As a final reflection on the miracle and its results our Lord says: "For judgement am I come into the world, that they which see not might see, and that they which see might be made blind." A kind of sad humour betrays itself in His language, as He sees how easily felt-blindness is removed, but how absolutely blind presumed knowledge is. Humility ever wins the day. The blind man now saw because he knew he was blind, and trusted that Christ could give him sight; the Pharisees were stone-blind to the world Christ opened to them and carried in His person, because they thought that already they had all the knowledge they required. And wherever Christ comes men thus form themselves around Him in two groups, blind and seeing. "For judgment," for testing and dividing men, He is come. Nothing goes more searchingly into a man's character than Christ's offer to be to him the Light of life, to be his leader to a perfect life. This offer discloses what the man is content with, and what he really sighs for. This offer, which confronts us with the possibility of living in close fellowship and love with God, discloses whether our real bent is towards what is pure, and high, and holy, or towards what is earthly. This man who eagerly asked, "Who is the Son of God that I might believe on Him?" acknowledged his blindness and his longing for light, and he got it. The Pharisees, who claimed to see, condemned themselves by their rejection of Christ. "If," says our Lord, "ye were blind, if you were ignorant like this poor man, your ignorance would excuse you.
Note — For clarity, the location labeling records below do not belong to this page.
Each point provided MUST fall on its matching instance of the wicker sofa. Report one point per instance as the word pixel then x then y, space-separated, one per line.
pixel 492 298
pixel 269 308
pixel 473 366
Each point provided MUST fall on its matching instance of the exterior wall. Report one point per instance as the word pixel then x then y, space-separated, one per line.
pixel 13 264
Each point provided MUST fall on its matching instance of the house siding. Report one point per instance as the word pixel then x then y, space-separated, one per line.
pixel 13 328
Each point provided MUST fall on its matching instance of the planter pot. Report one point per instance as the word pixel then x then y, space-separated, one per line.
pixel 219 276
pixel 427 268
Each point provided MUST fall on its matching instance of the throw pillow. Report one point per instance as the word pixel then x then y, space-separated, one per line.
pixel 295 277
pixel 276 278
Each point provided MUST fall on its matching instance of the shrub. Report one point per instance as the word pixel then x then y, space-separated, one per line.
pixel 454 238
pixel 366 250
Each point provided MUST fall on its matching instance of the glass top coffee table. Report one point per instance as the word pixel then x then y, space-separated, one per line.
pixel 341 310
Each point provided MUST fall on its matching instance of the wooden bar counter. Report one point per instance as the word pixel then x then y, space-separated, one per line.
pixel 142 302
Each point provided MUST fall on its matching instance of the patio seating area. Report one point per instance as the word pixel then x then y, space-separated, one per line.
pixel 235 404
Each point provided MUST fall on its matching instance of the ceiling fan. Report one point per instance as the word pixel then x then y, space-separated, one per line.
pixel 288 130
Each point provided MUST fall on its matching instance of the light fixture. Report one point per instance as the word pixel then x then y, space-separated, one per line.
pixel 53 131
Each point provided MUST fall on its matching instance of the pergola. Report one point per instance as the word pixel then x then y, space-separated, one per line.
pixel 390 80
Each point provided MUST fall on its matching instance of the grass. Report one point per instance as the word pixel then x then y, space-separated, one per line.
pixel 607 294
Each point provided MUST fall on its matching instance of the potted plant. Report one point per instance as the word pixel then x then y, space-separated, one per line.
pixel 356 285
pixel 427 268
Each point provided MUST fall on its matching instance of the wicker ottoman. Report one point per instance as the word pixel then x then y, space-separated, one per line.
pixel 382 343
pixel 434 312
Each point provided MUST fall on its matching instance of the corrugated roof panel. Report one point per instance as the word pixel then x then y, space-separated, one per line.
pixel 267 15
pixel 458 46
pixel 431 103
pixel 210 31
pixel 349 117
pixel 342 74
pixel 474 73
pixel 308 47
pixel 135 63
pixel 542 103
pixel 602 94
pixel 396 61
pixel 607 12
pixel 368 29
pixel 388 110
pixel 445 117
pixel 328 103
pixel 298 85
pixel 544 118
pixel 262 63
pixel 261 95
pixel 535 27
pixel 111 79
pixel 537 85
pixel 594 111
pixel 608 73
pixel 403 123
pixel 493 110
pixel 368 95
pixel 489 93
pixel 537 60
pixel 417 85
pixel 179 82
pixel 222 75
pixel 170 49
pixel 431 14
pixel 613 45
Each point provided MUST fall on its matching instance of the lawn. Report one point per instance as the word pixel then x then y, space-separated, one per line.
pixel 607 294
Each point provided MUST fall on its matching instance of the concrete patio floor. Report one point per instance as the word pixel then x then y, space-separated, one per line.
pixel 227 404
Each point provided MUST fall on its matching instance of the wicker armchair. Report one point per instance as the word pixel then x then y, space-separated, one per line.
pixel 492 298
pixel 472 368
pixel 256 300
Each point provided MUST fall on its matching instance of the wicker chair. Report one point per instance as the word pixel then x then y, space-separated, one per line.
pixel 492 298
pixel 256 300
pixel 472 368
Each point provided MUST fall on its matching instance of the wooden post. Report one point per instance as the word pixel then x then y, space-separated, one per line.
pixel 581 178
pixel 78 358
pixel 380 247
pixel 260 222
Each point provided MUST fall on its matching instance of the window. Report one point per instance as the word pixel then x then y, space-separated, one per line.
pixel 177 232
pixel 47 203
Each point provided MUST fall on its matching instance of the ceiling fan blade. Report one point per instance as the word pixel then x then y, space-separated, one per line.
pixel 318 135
But now ye say, We see, you boast that you can discern the Christ, you have tests of all kinds that you plume yourselves on, therefore your darkness and your sin remain." That is to say, the one sufficient test of Christ's claim is need. He presents Himself as the Light of the world, but if we are unconscious of darkness we cannot appreciate Him. But surely there are many of us who feel as if we were born blind, unable to see things spiritual as we ought; as if we had a sense too little, and could not find our way satisfactorily through this life. We hear of God with the hearing of the ear, but do not see Him; we have not the close and unmistakable discernment that comes by sight.
 See the Meditations of Marcus Aurelius.